To create benchmarks, we can investigate what something should cost, and we can look at historical averages among employees. With T&E, business software, office supplies and other free market purchases, you can crunch some numbers to predict what things should cost.

With knowledge of a suggested or average budget, employees can compare potential purchases with ease and make their decision without suffering from uncertainty, endless sub-decisions and the accompanying ego depletion. If you have an unlimited vacation policy, you can determine how many days people take off on average and publish the number. That way, new employees don’t stress each time they consider a vacation. They can use the data to make a reasonable decision.

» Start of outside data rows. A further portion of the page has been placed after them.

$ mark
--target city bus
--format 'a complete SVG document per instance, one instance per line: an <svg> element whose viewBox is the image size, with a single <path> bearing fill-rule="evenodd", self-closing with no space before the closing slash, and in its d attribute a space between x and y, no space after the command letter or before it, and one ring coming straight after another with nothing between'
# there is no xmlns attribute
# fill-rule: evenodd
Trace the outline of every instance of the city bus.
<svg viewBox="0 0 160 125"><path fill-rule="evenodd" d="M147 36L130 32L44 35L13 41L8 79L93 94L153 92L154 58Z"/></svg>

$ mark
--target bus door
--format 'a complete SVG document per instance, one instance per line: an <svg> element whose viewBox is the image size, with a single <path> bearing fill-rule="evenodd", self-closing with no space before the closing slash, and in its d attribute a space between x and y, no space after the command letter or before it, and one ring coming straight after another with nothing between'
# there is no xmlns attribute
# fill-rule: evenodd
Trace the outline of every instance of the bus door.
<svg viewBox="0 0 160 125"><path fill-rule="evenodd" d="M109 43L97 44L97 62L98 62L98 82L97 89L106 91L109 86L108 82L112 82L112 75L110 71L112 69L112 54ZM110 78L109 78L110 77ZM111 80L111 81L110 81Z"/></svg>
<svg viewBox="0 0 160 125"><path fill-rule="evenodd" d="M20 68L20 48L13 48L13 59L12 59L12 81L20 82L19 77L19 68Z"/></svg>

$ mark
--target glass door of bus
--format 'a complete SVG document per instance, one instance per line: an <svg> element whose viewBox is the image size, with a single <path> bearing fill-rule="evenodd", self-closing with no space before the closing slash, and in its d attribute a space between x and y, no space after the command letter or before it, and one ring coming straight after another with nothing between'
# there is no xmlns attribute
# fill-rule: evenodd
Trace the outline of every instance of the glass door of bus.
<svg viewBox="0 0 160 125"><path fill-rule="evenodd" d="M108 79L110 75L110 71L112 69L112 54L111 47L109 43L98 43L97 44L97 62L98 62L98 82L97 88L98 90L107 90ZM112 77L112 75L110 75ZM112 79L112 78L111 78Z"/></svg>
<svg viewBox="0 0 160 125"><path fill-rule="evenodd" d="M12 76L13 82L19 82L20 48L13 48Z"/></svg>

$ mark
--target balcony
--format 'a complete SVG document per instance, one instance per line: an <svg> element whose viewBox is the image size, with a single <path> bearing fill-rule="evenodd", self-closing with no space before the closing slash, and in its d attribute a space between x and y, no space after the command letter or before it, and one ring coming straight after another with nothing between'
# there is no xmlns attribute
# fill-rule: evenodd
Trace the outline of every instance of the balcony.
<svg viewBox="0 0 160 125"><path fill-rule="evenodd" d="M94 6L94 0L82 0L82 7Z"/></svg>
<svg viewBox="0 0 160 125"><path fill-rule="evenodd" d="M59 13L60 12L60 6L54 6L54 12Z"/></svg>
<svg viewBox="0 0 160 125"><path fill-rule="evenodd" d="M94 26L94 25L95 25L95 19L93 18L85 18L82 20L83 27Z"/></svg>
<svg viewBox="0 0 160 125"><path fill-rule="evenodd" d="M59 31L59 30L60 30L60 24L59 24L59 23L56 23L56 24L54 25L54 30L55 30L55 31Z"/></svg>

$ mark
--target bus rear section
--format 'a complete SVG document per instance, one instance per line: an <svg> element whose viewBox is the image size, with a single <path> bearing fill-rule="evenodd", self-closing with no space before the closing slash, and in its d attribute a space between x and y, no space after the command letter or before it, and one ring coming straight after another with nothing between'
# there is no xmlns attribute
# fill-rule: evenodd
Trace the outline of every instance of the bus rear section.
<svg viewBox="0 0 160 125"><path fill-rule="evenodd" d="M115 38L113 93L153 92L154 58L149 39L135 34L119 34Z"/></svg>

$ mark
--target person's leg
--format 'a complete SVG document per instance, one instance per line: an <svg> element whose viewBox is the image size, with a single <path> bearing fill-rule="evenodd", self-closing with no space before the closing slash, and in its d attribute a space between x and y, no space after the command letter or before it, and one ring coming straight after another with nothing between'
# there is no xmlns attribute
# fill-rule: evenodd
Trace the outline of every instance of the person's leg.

Guardrails, on the other hand, are minimum limits. With an unlimited vacation policy, a lot of people will take little or no time off, which has been shown to increase the risk of burnout, heart disease and depression. Therefore, setting a minimum for required vacation days makes good sense.

With client dinners, too, the “your money” mantra can scare employees into picking mediocre restaurants and skimping on the wine. TGI Fridays and white zinfandel won’t help you close deals. Transparency – knowledge of what an average dinner costs – will save employees from the agony of overthinking their choices. Sharing knowledge is more effective than imposing upper limits; the data exerts social pressure whereas upper limits will erode price sensitivity and encourage employees to max out their spending.

Freedom with Knowledge 

The takeaway here is to preserve free choice yet eliminate ambiguity by using data. Benchmarks, guard rails and rewards give you the levers to reign in spending while preserving a culture of democracy and free choice. If you tell employees to spend company money (and time) like it’s their own, it will backfire.

It’s a mantra that sounds good on paper but disconnects spending from business goals. It’s a mantra that will increase the likelihood of teepees, cosmetic surgery and hot tub supplies appearing on your expense reports.